Reporting from Harakka Island, Finland
Just a hundred yards off the shores of Helsinki, beyond its embassies and marina, its cafes and upscale homes, lies Harakka Island.
There is no bridge to Harakka; it must be reached by boat — or by trudging over an ice sheet, when the temperatures plummet in the winter. There are no cars, no bikes and no electric scooters on the island. Even dogs aren’t allowed.
But it’s a haven for a thriving community of artists, who rent studio space in what used to be a chemical research lab for the Finnish military.
The acclaimed children’s book illustrator and author Marika Maijala is one such artist. And it turns out the island is still a place of transformation and discovery.
Her studio on Harakka, part of the island’s Artists’ House, is where she wrote and illustrated “Rosie Runs,” which will be published in the United States on Tuesday by Elsewhere Editions, in a translation by Mia Spangenberg. Though she had illustrated books by other authors before, “Rosie Runs” was the first book she wrote. It follows a racing dog who escapes the racetrack in search of a bigger, kinder world.

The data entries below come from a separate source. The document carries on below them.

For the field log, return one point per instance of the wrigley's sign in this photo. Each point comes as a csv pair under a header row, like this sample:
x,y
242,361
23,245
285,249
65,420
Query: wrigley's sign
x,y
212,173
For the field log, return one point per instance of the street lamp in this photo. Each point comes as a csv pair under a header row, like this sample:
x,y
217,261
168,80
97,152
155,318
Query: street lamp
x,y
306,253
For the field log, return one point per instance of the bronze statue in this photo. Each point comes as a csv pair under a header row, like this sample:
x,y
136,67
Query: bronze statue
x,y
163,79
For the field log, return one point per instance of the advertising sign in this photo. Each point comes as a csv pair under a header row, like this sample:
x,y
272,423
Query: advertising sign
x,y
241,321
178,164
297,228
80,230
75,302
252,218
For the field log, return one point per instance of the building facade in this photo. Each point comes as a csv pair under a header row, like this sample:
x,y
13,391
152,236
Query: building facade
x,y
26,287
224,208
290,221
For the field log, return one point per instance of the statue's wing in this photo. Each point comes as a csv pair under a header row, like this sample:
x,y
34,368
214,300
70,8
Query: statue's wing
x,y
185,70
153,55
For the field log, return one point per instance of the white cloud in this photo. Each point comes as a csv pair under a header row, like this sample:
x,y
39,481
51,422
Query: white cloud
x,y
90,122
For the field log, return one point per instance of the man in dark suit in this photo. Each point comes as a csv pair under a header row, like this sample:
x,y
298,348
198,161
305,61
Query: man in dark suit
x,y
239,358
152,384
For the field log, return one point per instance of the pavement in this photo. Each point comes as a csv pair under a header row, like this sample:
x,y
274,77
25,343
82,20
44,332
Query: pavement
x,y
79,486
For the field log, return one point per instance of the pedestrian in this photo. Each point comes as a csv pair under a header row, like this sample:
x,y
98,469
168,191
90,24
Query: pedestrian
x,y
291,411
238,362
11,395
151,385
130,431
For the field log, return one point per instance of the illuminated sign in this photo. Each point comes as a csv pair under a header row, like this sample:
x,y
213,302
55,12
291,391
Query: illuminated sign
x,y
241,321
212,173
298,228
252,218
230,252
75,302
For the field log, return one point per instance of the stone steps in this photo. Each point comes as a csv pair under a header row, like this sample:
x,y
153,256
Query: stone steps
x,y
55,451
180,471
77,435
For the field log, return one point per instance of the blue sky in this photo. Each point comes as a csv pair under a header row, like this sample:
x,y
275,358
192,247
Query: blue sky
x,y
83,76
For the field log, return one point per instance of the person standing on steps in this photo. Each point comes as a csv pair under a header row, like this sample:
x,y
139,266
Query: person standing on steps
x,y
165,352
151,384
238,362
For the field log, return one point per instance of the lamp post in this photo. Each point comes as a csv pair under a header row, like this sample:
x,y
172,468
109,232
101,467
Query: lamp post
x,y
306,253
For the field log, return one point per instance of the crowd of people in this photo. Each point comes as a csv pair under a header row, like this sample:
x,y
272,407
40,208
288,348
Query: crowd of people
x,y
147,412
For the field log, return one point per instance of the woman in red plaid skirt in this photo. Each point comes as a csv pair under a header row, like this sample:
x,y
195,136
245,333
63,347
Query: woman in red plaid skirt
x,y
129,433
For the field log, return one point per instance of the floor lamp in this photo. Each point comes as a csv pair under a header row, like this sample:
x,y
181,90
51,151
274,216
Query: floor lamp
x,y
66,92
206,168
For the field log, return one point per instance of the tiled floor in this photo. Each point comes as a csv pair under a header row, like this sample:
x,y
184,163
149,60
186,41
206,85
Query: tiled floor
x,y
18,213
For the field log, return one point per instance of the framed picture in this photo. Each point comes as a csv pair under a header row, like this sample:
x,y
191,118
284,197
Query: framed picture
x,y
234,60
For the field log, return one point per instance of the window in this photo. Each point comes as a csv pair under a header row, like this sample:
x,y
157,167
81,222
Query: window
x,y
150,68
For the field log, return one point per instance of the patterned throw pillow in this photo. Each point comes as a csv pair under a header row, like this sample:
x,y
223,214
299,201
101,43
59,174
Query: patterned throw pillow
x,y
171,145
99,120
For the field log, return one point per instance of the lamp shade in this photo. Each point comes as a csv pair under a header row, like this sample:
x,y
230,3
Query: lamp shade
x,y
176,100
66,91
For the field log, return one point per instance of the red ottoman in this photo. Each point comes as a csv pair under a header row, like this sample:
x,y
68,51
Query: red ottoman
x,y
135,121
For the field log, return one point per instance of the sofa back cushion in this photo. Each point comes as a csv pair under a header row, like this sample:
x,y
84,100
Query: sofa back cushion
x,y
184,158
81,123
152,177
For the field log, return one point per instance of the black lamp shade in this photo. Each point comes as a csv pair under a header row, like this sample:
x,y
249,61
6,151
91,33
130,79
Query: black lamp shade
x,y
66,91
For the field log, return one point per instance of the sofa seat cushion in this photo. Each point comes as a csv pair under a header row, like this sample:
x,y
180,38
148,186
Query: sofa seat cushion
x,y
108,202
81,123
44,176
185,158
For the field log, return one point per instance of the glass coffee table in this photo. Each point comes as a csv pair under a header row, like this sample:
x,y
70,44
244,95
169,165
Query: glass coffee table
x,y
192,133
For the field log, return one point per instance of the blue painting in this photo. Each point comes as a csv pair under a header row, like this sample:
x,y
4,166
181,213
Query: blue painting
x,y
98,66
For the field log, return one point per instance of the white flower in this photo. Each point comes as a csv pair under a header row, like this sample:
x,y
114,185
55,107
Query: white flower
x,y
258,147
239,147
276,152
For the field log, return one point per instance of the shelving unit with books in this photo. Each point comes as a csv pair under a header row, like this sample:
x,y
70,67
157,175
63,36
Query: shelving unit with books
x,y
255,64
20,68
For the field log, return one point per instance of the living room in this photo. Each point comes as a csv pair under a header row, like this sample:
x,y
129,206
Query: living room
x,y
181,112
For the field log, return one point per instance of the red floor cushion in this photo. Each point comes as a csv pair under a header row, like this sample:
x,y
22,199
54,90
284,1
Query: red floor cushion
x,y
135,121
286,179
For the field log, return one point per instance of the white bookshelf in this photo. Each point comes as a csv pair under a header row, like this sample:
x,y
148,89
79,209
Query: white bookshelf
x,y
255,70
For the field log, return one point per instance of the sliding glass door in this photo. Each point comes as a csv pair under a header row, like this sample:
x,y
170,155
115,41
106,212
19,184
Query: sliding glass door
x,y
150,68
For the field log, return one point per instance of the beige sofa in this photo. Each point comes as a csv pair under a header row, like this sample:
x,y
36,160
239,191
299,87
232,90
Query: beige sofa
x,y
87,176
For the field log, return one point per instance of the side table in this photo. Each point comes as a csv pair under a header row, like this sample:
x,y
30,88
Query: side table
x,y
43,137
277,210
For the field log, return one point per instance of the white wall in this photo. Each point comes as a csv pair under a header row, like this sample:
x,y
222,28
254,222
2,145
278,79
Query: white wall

In many ways, the story dovetails with Maijala’s own life.
The period before Maijala arrived on Harakka was difficult, personally and professionally, she said. She was burned out and doubted her abilities, despite encouragement from others.
But the island was a ballast for her. “I used to be a fairly apprehensive person,” she said. “But this island forces one to struggle.”
In her first year on Harakka, after creating hundreds of drawings, “Rosie Runs” was born.
“The pictures emerged from my life,” Maijala said. As she made more of them, she remembered a Greyhound named Rosie a friend of hers had rescued in England. “Rosie had been abused, but she led a happy life afterward,” she said. “The stories of Rosie and myself met.”
Maijala, 49, was raised on a farm in Haapajarvi, a small inland town in central Finland. She studied literature and worked as a graphic designer, including for Finnish publishing companies.
She started illustrating children’s books in 2004. Her breakthrough came in 2008, when she earned the top Finnish prize for children’s books illustrators. That same year, Maijala and her partner at the time, the Finnish writer Juha Virta, created a series about a girl named Sylvi Kepponen. Other children’s book illustrations followed.
It’s no surprise Maijala has dedicated her life to making books for children. She respects them deeply, and appreciates how critical, wise and serious-minded they can be.
“Children are a fine, valuable audience, and I want to make fine books for them,” Maijala said. She dreams of one day creating a book with children at a workshop.
After some time on Harakka, Maijala realized that she was part of the island’s larger community — a community that extends beyond her fellow artists to include the island’s animals, its nature center, the caretaker’s family, boaters and the residents of neighboring islands.
Here, she discovered a place of joy, where she could exchange ideas and create alongside others.
“I don’t know where my art ends and my life begins. The border is fleeting.”